US 11,914,583 B2
Utilizing regular expression embeddings for named entity recognition systems
Jeremy Edward Goodsitt, Champaign, IL (US); Austin Grant Walters, Savoy, IL (US); Reza Farivar, Champaign, IL (US); Mark Louis Watson, Sedona, AZ (US); Anh Truong, Champaign, IL (US); Galen Rafferty, Mahomet, IL (US); and Vincent Pham, Champaign, IL (US)
Assigned to Capital One Services, LLC, McLean, VA (US)
Filed by Capital One Services, LLC, McLean, VA (US)

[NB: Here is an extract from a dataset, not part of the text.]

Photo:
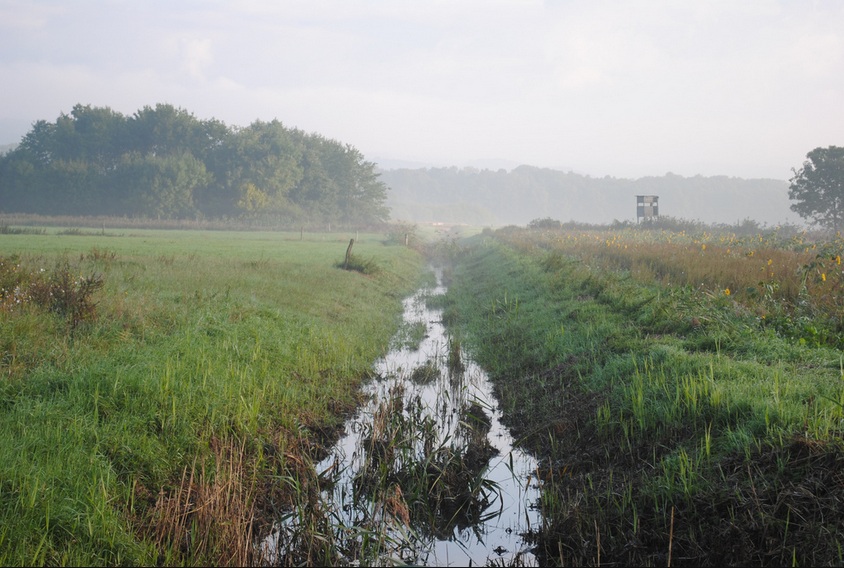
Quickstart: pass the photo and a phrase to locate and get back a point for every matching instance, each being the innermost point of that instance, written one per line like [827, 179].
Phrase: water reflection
[425, 472]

Filed on Sep. 16, 2020, as Appl. No. 17/022,594.
Application 17/022,594 is a continuation of application No. 16/549,786, filed on Aug. 23, 2019, granted, now 10,803,057.
Prior Publication US 2021/0056099 A1, Feb. 25, 2021
Int. Cl. G06F 7/00 (2006.01); G06F 16/242 (2019.01); G06F 16/332 (2019.01); G06F 16/35 (2019.01); G06N 20/00 (2019.01); G06F 16/36 (2019.01)

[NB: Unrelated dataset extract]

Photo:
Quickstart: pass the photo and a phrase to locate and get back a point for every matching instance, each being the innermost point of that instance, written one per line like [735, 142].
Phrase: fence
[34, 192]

CPC G06F 16/243 (2019.01) [G06F 16/3329 (2019.01); G06F 16/35 (2019.01); G06N 20/00 (2019.01); G06F 16/374 (2019.01)] 12 Claims
OG exemplary drawing
 
1. A method comprising:
determining, via one or more processors, whether a dataset comprises unstructured text;
determining, via the one or more processors, that at least a portion of the unstructured text corresponds to a regex pattern of a regex list, wherein the regex pattern comprises at least one metacharacter, the at least one metacharacter associated with a non-literal meaning;
replacing, via the one or more processors, the portion of the unstructured text with an encoding that represents the regex pattern to generate a modified dataset; and
providing at least the modified dataset to at least one entity recognition system.